Few tips I gathered along the years: - Configure Vacuum and maintenance_work_mem...

masklinn · on April 25, 2023

> Index on Boolean is useless, it's an easy mistake that will take memory and space disk for nothing.

However if the field is highly biased (e.g. 90 or 99% one value) it can be useful to create a partial index on the rarer value. Though even better is to create a partial index on the other stuff filtered by that value, especially if the smaller set is the commonly queried one (e.g. soft-deletes).

Waterluvian · on April 25, 2023

Yeah. Finding ”open” tickets, for example. There’s actually some really good cases to index on a Boolean.

WirelessGigabit · on April 25, 2023

We work in different places. Here the index in closed tickets would be smaller. But you know, some sales guy called and they want this little feature NOW.

j45 · on April 25, 2023

Nice example.

ellisv · on April 25, 2023

Also good to remember that booleans can have 3 values: true, false, or null. Creating a partial index on `WHERE NOT NULL` can be helpful too.

masklinn · on April 25, 2023

Postgres uses distinct nulls. I've not checked, but I'd assume postgres simply does not index nulls, as it can't find them again anyway (unless you use the new "NULLS NOT DISTINCT" anyway). I think you need a separate index on the boolean IS NULL (which should probably be a partial index on whichever of IS NULL and IS NOT NULL is better).

marcosdumay · on April 25, 2023

Postgres absolutely adds nulls to its indexes. You can even control how they are ordered, and on the last few versions if nulls are equal or not.
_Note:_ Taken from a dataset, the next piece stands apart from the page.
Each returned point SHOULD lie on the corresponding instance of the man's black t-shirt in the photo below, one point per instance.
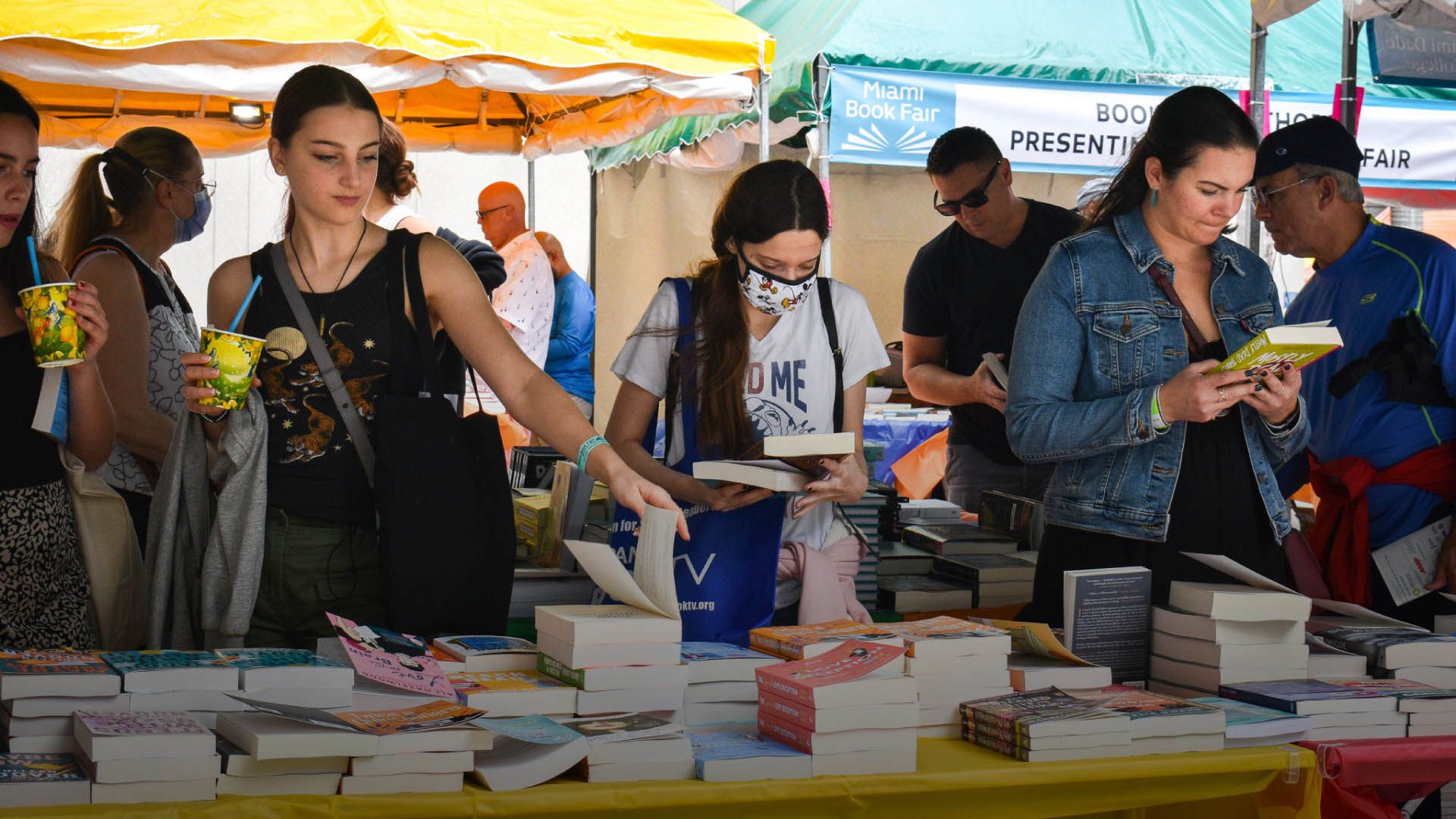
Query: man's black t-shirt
(970, 292)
A complete index over a column will have entries for all records, and can be used on "x is null" and "x is not null" filters.
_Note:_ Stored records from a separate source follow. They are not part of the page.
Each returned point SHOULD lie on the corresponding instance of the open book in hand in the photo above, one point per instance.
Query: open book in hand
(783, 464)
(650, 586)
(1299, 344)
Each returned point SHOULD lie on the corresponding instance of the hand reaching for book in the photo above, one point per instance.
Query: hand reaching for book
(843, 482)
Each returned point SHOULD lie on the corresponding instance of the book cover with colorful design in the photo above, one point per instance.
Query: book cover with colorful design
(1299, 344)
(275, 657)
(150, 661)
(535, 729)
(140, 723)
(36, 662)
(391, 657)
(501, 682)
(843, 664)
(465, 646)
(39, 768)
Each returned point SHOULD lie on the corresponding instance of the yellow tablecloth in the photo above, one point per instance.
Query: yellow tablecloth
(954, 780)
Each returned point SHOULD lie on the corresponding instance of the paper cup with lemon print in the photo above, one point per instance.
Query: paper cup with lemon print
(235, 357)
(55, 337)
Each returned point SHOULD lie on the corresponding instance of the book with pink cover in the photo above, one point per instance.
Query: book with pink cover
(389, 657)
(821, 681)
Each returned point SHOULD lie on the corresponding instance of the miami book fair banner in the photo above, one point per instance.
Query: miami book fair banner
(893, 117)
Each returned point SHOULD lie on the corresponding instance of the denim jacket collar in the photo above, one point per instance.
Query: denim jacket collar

ellisv · on April 25, 2023

You're correct, thanks for noting this – I had it backwards.

WirelessGigabit · on April 25, 2023

Even when the column is made with NOT NULL?

exac · on April 25, 2023

h1fra · on April 25, 2023

If it's highly biased indeed, in combinaison of a condition it's useful.

I was referring of indexing the column without distinction, the last time I checked (years ago) Postgres didn't do any statistical distribution so the query planner was always discarding the index anyway.
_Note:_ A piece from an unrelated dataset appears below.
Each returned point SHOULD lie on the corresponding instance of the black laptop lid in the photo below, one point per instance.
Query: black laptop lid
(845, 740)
nvilcins · on April 25, 2023

> - Related: be sure to understand the difference between transaction vs explicit locking, a lot of people assume too much from transaction and it will eventually breaks in prod.

I recently went from:

  * somewhat understanding the concept of transactions and combining that with a bunch of manual locking to ensure data integrity in our web-app;

to:

  * realizing how powerful modern Postgres actually is and delegating integrity concerns to it via the right configs (e.g., applying "serializable" isolation level), and removing the manual locks.

So I'm curious what situations are there that should make me reconsider controlling locks manually instead of blindly trusting Postgres capabilities.

azurelake · on April 25, 2023

Just FYI if you didn’t already know this:

  Any transaction which is run at a transaction isolation   level other than SERIALIZABLE will not be affected by SSI. If you want to enforce business rules through SSI, all transactions should be run at the SERIALIZABLE transaction isolation level, and that should probably be set as the default.

Given that running everything at SERIALIZABLE probably isn’t practical for you, I think it’s more clear code wise to use explicit locks. That way, you can grep for what queries are related synchronization wise, vs. SERIALIZABLE being implicit.

wongarsu · on April 25, 2023

Continuing with the FYIs:

Explicit locks can mean just calling LOCK TABLE account_balances IN SHARE ROW EXCLUSIVE MODE; early in the transaction and then doing SELECT ... FOR UPDATE; or similar configurations to enforce business rules where it matters.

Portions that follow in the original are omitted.